Court determined value of unique sailing vessel for which there is no active market; In re Manhattan By Sail, Inc., No. 12-cv-8182, 2020 U.S. Dist. Lexis 16978 (S.D.N.Y. Jan. 31, 2020) (Caproni).
Charis Tagle, a customer aboard the SHEARWATER, was injured on April 30, 2011, and the vessel owner brought this action seeking limitation of liability. That required Judge Caproni to determine the value of the vessel, an 82-foot sailing vessel built in 1929 from native hardwoods. The owner purchased the vessel and its previous owner’s business (overnight travel) in 2001 for $525,000. The vessel was severely damaged a year or two later, requiring reconstruction costing approximately $700,000. That increased the vessel’s useful life, but it did not include any upgrades unrelated to the repairs. The vessel was insured for an agreed value of $800,000. The prior owner did not generate any significant profit, but after changing the use of the vessel to harbor cruises, the new owner was able to generate net income of $124,722 in 2011. The owner and claimant each engaged experts, and they opined that the vessel was worth $300,000 and $750,000 to $800,000, respectively. Judge Caproni did not find either expert or the valuation methods presented to be “particularly credible.” As there was no active market for the SHEARWATER, the comparable sales approach could not reliably estimate its value in 2011. The income approach could not generate a reliable value as there was no evidence as to how the value could be calculated using annual profits. A cost-plus depreciation approach could not be used based on the construction of the vessel in 1929, but a modified approach based on the reconstruction of vessel in 2006 was an alternative. The fact that the owner spent approximately $700,000 for the reconstruction, including $225,000 from its insurance carrier, indicated that the vessel was worth at least $475,000 to its owner. The owner, however, had a specific interest in historic, wooden sailing vessels and was willing to pay more than its market vessel to restore it, despite its being a business asset that generated a profit. Giving consideration to the owner’s being willing to spend more than the value of the vessel and to insure the vessel for more than its value in order to prevent the insurer from declaring the vessel to be a total loss in the event of major damage, Judge Caproni held that the value of the SHEARWATER was $450,000 on April 30, 2011.

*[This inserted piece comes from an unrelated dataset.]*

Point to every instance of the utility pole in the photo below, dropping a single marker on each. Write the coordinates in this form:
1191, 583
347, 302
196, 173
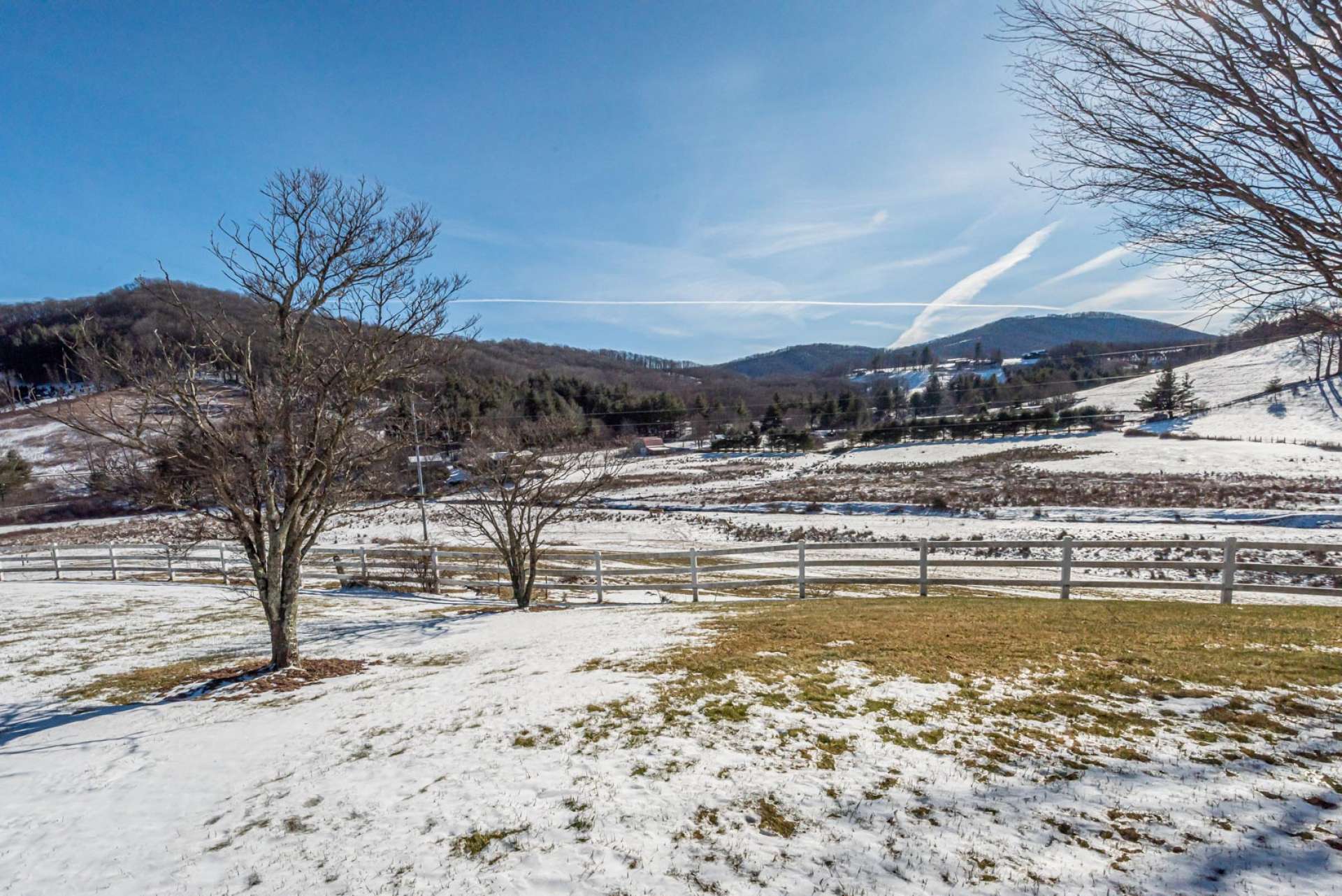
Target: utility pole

Wind on the deck of a cruise ship is not so open and obvious a danger as to require dismissal of a passenger’s suit before discovery; Marabella v. NCL (Bahamas), Ltd., No. 19-cv-25185 (S.D. Fla. Feb. 3, 2020) (Bloom).

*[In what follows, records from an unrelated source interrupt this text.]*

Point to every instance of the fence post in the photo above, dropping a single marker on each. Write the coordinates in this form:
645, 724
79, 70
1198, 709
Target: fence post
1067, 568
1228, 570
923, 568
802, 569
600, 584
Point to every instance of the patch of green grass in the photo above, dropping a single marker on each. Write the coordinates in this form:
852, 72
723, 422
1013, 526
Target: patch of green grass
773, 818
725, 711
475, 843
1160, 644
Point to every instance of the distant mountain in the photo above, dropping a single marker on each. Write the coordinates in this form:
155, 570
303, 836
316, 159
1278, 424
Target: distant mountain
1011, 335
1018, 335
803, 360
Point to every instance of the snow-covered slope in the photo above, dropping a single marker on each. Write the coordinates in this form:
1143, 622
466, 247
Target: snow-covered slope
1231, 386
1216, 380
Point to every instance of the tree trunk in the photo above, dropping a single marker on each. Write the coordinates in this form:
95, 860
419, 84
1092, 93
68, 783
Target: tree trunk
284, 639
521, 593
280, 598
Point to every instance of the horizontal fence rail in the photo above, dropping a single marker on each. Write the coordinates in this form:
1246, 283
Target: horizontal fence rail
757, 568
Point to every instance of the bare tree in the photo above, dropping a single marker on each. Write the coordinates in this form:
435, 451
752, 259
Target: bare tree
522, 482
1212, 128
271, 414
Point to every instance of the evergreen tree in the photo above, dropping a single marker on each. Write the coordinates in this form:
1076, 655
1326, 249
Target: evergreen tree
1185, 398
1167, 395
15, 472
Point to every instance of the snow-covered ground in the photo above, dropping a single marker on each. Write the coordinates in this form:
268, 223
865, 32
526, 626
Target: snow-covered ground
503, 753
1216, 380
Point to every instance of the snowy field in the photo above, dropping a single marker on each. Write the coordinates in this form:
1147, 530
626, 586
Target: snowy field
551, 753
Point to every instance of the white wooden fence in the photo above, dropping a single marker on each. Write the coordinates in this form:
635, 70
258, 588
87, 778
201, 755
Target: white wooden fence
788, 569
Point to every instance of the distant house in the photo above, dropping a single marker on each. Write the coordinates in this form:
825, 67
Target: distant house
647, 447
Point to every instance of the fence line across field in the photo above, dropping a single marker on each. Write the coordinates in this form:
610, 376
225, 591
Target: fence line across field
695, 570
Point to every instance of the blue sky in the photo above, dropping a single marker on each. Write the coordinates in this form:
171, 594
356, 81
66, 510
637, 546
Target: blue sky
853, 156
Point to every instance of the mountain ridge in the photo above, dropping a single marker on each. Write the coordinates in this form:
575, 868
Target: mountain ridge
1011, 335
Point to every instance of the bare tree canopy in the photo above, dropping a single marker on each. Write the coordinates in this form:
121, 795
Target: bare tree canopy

Barbara Marabella, a passenger on the NORWEGIAN PEARL, was injured while walking on the ship’s exterior deck when a strong wind twisted her body around and caused her to fall. She brought this suit alleging that the cruise line was negligent for failing to restrict passenger access to the deck due to high winds and failing to give warnings about the high winds to the passengers exiting onto the deck. The cruise line responded with a motion to dismiss, arguing that wind on the outer deck of a cruise ship is an open and obvious condition. Although most of the judges in the Southern District of Florida require a factual record in order to determine whether a condition was open and obvious, the cruise line argued that wind is a naturally occurring condition that is open and obvious as a matter of law. Concluding that there was no binding or persuasive case law to establish that point, Judge Bloom declined to dismiss the complaint on that ground before discovery had been undertaken.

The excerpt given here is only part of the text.